What can we, as Middle Eastern-Americans, expect from our new home’s cultural perceptions of us but antagonism? Whispers and sometimes shouts of “terrorist” follow us in our daily lives. Our Middle Eastern ethnicity is used as a stereotype against us in our jobs, in courtrooms, in our relationships, in day-to-day business transactions, such that we are painted as dangerous, hateful, and backwards. When we are called ugly epithets, such as “sand-n****r” or “dune-c**n”, there is no public outrage. This is not hyperbole. I’ve experienced this in my life for decades as an Iranian-American, having to deal with this even to this day as a successful attorney. Some of us become Americanized. Others complain amongst friends. A miniscule and deranged fraction become militant.
Hateful policies and racism are not the answer. We know this by now. Middle Eastern-Americans have learned everything about American culture because it’s a matter of survival in our new homes. It must become more than a luxury for Americans to learn about us. More than just putting this onus on schools and the media, individuals must make an effort to understand our culture, history, and religion, and to no longer view such a notion as anathema. Racism is unpatriotic when viewed for example in the context of African-American rights, yet Islamophobia is espoused by alleged patriots. Unlike many minority groups in the USA, Middle Eastern-Americans have no real support system here. How many Persian or Arab politicians, CEOs, or entertainers can you name? Of the few that do exist, how many are not so Americanized that we’re allowed to overlook their Middle Eastern culture, as if to forgive that about them?

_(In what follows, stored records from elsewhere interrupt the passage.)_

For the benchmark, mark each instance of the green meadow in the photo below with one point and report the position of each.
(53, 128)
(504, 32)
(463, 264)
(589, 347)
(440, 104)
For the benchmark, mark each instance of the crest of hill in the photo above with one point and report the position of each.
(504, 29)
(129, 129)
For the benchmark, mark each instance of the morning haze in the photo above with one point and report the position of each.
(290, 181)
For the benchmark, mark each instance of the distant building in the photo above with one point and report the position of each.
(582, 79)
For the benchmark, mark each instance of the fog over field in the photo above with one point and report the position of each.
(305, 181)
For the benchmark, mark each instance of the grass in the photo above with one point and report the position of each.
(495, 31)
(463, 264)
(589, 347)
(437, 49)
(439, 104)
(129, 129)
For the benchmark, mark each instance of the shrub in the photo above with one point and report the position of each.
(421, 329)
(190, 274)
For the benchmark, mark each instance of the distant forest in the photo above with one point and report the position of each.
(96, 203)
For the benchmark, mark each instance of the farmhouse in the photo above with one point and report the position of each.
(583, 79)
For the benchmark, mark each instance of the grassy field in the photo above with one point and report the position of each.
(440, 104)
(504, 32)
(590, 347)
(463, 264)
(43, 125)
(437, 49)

As Middle Easterners it’s time for us to form an outspoken community against such hatred on both sides. But I, like the millions of Iranians and Arabs living in the USA, rely on your humanity to think of us beyond the veiled or bearded images, beyond the anger and bloodshed you see in the Middle East, and foremost to publicly oppose not only the role the West consistently plays in creating the despotism and hellfire in our ancestral homelands but also in alienating or attacking us with words or actions here where we’ve sought refuge.